Sam scrubbed her skin until it burned. She washed her hair and then washed it again. The horror was harder to get rid of than Reese’s brain matter. Standing under the hot water, she relived the whole thing, from the moment he got into her car until the fatal shot. She’d done all she could to bring about a positive conclusion. Of that she was confident. But that didn’t change the fact that a man had died a foot from her. All her training and time on the job only went so far on days like this.

She leaned against the shower wall and closed her eyes. All she could see was Clarence’s face in the moment she knew she had gotten through to him. And then she saw the gun at his temple. Sometimes the waste, the sheer destruction she witnessed on the job was too much to bear.

The shower door opened, and Nick stepped in.

He reached for her, but she shook him off. “Don’t.”

He lifted her into his embrace anyway.

Sam fought him. “You can’t come in here and do this. Not after what you said last night. You don’t have any right.”

“I have every right.”

“I can’t allow myself to rely on you if you’re not going to be here next time.”

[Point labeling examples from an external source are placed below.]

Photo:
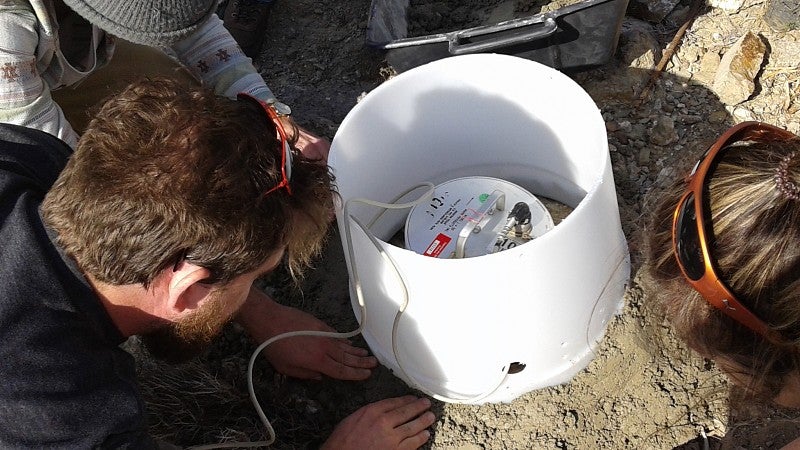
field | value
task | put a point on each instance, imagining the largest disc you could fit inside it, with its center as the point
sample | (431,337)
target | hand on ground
(307,357)
(394,423)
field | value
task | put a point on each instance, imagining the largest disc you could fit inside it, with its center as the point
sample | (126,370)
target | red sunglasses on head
(286,156)
(690,234)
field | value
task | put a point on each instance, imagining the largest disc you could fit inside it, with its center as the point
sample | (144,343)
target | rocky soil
(676,81)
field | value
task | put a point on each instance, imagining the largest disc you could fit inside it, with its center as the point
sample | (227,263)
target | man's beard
(179,342)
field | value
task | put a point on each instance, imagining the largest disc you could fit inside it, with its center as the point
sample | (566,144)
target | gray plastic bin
(572,38)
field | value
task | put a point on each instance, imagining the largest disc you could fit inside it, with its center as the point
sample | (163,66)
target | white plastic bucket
(492,327)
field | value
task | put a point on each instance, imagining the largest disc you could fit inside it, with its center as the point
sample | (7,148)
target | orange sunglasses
(286,156)
(690,233)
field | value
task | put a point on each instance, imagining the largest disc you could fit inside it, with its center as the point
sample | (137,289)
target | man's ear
(184,289)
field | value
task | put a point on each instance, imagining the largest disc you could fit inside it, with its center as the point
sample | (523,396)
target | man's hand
(394,423)
(302,356)
(310,145)
(313,147)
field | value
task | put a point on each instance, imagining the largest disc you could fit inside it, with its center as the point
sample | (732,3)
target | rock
(651,10)
(783,15)
(727,5)
(734,81)
(663,132)
(709,64)
(638,45)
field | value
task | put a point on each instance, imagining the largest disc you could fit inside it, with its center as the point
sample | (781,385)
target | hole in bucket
(516,367)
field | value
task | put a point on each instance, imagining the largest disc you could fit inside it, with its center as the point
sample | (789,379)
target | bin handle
(548,27)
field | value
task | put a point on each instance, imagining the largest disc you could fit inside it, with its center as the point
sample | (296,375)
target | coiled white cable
(356,283)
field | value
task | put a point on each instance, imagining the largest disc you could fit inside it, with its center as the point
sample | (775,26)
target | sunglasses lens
(689,253)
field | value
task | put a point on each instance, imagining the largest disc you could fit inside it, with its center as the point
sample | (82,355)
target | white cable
(356,282)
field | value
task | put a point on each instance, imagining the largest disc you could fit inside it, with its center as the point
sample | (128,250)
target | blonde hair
(755,223)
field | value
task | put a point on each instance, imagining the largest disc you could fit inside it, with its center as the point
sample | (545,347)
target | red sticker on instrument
(437,246)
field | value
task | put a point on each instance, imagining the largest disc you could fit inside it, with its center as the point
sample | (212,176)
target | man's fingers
(357,357)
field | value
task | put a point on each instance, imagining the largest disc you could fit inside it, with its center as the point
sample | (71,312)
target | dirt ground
(644,388)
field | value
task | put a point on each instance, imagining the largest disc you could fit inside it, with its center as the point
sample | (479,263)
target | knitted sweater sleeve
(24,96)
(213,57)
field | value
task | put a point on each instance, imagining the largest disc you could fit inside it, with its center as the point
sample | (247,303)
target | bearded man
(174,202)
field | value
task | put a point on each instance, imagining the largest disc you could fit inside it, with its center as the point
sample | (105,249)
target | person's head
(749,203)
(167,178)
(157,23)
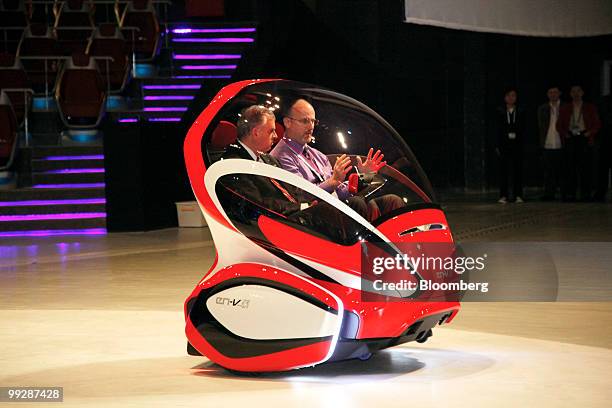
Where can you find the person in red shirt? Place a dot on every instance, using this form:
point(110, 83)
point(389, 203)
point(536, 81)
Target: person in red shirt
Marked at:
point(578, 125)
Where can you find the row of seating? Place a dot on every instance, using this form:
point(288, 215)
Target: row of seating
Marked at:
point(80, 91)
point(37, 65)
point(74, 27)
point(8, 132)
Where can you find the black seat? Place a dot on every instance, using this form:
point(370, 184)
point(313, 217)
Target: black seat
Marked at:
point(13, 76)
point(141, 14)
point(8, 132)
point(39, 41)
point(108, 41)
point(80, 93)
point(74, 25)
point(14, 17)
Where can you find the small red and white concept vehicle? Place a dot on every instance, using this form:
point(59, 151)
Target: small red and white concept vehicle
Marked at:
point(285, 289)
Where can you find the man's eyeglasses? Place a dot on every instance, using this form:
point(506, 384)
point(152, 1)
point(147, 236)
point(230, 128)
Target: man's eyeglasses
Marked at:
point(306, 121)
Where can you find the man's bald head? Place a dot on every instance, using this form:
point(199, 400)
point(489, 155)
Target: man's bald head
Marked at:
point(300, 122)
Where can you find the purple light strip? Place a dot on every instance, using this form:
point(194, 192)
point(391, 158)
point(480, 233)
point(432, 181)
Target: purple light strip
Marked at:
point(86, 157)
point(74, 171)
point(32, 203)
point(207, 67)
point(164, 109)
point(73, 185)
point(214, 40)
point(212, 30)
point(164, 119)
point(46, 217)
point(169, 98)
point(152, 87)
point(202, 77)
point(206, 56)
point(54, 233)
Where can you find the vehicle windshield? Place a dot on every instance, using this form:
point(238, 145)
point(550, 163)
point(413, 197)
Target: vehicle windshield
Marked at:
point(345, 126)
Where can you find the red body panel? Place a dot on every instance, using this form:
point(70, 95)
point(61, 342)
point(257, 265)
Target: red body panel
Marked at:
point(377, 319)
point(193, 147)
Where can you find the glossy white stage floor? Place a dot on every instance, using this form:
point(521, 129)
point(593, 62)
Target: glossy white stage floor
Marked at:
point(102, 317)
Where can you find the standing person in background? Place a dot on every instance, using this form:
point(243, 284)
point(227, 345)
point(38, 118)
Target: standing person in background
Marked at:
point(578, 125)
point(550, 142)
point(509, 121)
point(604, 149)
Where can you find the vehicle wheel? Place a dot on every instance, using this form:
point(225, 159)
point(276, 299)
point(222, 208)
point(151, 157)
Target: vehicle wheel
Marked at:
point(365, 357)
point(192, 351)
point(423, 337)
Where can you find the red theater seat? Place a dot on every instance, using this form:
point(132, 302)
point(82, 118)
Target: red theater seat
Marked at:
point(8, 132)
point(141, 14)
point(224, 134)
point(38, 40)
point(13, 76)
point(74, 25)
point(14, 17)
point(80, 93)
point(108, 41)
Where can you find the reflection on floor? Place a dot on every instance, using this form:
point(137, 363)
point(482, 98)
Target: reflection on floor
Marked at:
point(101, 316)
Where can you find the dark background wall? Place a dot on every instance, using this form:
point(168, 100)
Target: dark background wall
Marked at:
point(437, 87)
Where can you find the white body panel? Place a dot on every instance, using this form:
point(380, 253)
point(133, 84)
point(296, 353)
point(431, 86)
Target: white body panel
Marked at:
point(264, 313)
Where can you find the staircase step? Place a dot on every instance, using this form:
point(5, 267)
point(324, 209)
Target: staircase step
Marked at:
point(27, 194)
point(53, 209)
point(83, 223)
point(66, 178)
point(46, 165)
point(10, 235)
point(63, 152)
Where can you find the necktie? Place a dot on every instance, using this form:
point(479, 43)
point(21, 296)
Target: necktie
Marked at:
point(313, 164)
point(278, 185)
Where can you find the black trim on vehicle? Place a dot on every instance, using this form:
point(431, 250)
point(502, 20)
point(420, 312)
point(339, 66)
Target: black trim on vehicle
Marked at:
point(399, 211)
point(234, 346)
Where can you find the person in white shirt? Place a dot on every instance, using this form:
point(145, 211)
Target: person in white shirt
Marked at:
point(550, 142)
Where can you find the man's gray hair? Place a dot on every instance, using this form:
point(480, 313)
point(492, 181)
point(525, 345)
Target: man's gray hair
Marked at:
point(252, 117)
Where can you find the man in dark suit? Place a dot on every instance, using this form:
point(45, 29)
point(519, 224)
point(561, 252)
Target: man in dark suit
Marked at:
point(510, 128)
point(578, 126)
point(256, 132)
point(550, 142)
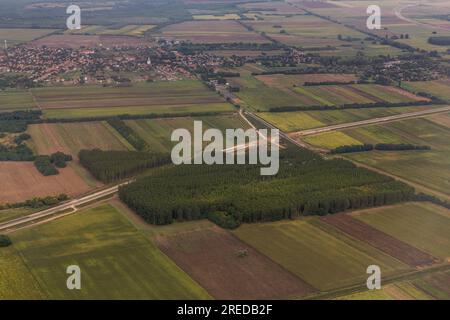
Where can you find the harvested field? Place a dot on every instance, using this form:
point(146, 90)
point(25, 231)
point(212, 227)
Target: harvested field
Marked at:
point(270, 92)
point(70, 138)
point(156, 132)
point(419, 224)
point(228, 268)
point(128, 30)
point(438, 88)
point(21, 181)
point(15, 36)
point(302, 120)
point(224, 107)
point(220, 31)
point(16, 100)
point(77, 41)
point(117, 261)
point(319, 254)
point(140, 95)
point(380, 240)
point(284, 81)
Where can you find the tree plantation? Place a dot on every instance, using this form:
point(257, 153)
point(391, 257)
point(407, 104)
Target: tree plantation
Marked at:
point(305, 185)
point(109, 166)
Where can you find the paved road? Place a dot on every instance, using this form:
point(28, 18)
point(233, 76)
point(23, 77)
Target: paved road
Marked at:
point(397, 117)
point(72, 204)
point(285, 136)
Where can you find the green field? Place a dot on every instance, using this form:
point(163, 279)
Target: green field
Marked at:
point(15, 36)
point(317, 253)
point(302, 120)
point(128, 30)
point(273, 92)
point(422, 225)
point(429, 168)
point(157, 132)
point(116, 261)
point(438, 88)
point(10, 214)
point(157, 110)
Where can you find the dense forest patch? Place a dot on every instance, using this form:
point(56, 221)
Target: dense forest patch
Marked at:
point(305, 185)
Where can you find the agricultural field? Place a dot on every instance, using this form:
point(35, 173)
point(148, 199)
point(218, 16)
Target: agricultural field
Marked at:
point(70, 138)
point(228, 268)
point(438, 88)
point(228, 16)
point(322, 256)
point(10, 214)
point(118, 262)
point(428, 168)
point(422, 225)
point(128, 30)
point(259, 96)
point(22, 181)
point(77, 41)
point(16, 100)
point(209, 31)
point(156, 132)
point(302, 120)
point(274, 7)
point(15, 36)
point(185, 96)
point(429, 287)
point(399, 17)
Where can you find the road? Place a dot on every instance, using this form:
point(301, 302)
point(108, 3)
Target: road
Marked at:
point(396, 117)
point(298, 143)
point(72, 204)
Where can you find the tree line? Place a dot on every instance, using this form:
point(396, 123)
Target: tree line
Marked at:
point(354, 106)
point(231, 194)
point(379, 146)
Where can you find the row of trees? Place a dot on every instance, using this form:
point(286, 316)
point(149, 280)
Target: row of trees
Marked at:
point(379, 146)
point(109, 166)
point(47, 165)
point(36, 203)
point(353, 106)
point(231, 194)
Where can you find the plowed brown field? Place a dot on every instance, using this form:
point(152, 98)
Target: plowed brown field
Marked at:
point(211, 257)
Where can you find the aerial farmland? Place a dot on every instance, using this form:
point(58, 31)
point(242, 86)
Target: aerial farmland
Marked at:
point(225, 150)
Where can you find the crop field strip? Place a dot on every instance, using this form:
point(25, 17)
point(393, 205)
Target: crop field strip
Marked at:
point(383, 242)
point(21, 181)
point(268, 95)
point(302, 120)
point(323, 257)
point(428, 168)
point(156, 132)
point(118, 262)
point(209, 31)
point(426, 227)
point(70, 138)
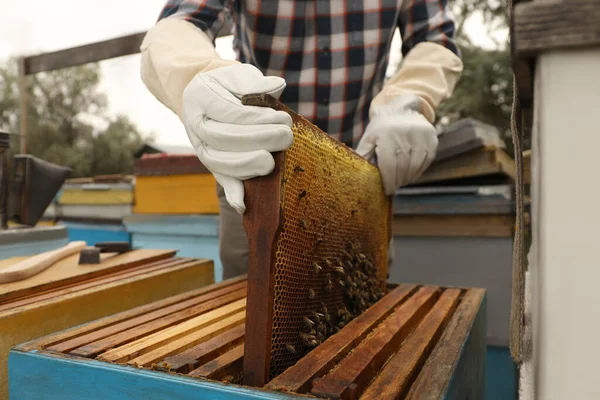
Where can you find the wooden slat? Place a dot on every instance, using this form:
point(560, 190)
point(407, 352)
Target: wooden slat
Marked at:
point(180, 323)
point(151, 342)
point(434, 378)
point(193, 357)
point(101, 280)
point(557, 25)
point(144, 323)
point(487, 161)
point(93, 52)
point(298, 377)
point(173, 346)
point(229, 363)
point(68, 271)
point(125, 315)
point(353, 373)
point(395, 378)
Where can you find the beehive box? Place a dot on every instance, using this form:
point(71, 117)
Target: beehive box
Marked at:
point(67, 294)
point(419, 341)
point(174, 184)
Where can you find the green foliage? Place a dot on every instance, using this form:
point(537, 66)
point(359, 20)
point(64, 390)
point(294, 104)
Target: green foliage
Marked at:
point(67, 123)
point(484, 91)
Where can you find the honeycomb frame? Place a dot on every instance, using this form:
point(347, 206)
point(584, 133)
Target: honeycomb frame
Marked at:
point(306, 222)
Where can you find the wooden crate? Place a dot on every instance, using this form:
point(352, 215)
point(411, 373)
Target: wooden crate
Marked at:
point(66, 294)
point(417, 342)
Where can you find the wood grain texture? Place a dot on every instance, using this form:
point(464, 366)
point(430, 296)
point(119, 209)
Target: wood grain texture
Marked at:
point(190, 340)
point(102, 280)
point(125, 315)
point(263, 222)
point(198, 355)
point(36, 264)
point(298, 377)
point(394, 380)
point(68, 271)
point(557, 25)
point(153, 333)
point(229, 363)
point(151, 342)
point(93, 52)
point(487, 161)
point(353, 373)
point(434, 379)
point(147, 323)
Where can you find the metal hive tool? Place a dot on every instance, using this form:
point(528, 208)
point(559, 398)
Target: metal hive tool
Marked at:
point(318, 231)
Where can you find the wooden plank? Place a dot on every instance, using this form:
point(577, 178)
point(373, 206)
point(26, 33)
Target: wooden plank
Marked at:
point(38, 263)
point(354, 372)
point(395, 378)
point(180, 323)
point(323, 216)
point(158, 339)
point(68, 270)
point(76, 287)
point(173, 314)
point(489, 225)
point(229, 363)
point(263, 224)
point(434, 379)
point(487, 161)
point(106, 49)
point(298, 377)
point(171, 347)
point(558, 25)
point(195, 356)
point(125, 315)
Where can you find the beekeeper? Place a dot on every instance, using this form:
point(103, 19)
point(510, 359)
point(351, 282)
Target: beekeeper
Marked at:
point(325, 60)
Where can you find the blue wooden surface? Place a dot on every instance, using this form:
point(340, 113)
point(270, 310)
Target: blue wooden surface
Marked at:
point(94, 233)
point(501, 375)
point(30, 248)
point(36, 376)
point(192, 235)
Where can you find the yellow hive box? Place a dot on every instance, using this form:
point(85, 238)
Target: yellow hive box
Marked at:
point(176, 194)
point(67, 294)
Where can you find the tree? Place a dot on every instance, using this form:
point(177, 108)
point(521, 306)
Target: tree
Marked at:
point(67, 122)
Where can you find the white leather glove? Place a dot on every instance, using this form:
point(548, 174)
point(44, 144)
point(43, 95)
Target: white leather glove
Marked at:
point(232, 140)
point(400, 140)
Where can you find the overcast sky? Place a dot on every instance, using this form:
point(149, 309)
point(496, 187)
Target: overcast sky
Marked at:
point(34, 26)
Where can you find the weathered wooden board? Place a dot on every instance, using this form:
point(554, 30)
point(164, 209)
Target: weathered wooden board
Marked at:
point(68, 271)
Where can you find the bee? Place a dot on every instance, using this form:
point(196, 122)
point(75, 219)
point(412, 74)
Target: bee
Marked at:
point(290, 349)
point(316, 268)
point(339, 270)
point(308, 322)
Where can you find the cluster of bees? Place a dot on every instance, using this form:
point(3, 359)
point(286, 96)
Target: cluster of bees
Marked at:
point(357, 277)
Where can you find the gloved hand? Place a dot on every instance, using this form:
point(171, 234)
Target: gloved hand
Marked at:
point(400, 140)
point(232, 140)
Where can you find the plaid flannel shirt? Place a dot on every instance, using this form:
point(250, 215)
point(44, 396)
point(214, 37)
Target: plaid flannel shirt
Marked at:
point(333, 54)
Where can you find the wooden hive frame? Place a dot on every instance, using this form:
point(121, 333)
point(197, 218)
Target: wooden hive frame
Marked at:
point(416, 342)
point(266, 221)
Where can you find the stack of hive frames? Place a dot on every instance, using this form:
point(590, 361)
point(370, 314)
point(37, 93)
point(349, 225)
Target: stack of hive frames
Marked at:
point(417, 341)
point(318, 229)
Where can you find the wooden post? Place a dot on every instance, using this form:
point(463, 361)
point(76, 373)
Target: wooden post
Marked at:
point(565, 193)
point(23, 105)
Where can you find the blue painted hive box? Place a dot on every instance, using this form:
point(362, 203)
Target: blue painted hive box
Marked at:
point(418, 341)
point(192, 235)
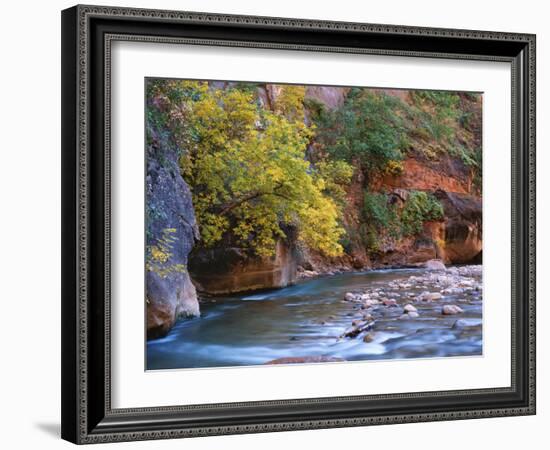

“I’ll be here next time. Every time.”

“Because you want to be?”

“Because I wouldn’t know how not to be.” He left a trail of hot kisses from her neck to her shoulder. “I’m not sure why, but for some reason I wasn’t as afraid today as I was yesterday. You were in real danger this time, but I knew you’d find a way out of it.” Brushing his lips over hers, he added, “You’re so smart and resourceful. I had faith, Sam. I
have
faith. In you.”

“So what happens the next time someone takes a shot at me? Or if I actually get shot? Will I have to worry about you freaking out and hitting the road?”

He shook his head. “We have a deal, remember? I can’t ever do this again.”

“I need there to be
one thing
, Nick. I need one thing in my life I can be sure of.”

“You can be sure of me, babe. I’m here, and I’m not going anywhere.”

“Promise?”

“I promise.”

“So this is a forever kind of thing?”

“Absolutely.” His lips came down hard on hers for a deep, devouring kiss.

When she came up for air, Sam said, “I need to get to work, and so do you.”

“Another couple of minutes won’t matter.” He pressed her back against the wall, hooked her legs over his hips and thrust into her.

“Only a couple of minutes?” she asked with a coy smile.

“However long it takes.” He tipped her chin up so he could see her eyes. “But there’ll be no more faking.”

Her heart skipped a beat. “How did you know?”

“After experiencing the real thing, there’s no mistaking a fake.”

“I’m sorry.”

“I’m sorry I filled your head with doubts.” Cupping her breast, he said, “The way I see it, I owe you two.”

Eyes fluttering shut, Sam floated on a cloud of sensation. “Must. Go. To. Work.”

He kissed his way down her neck. “You’ll get there. Eventually.”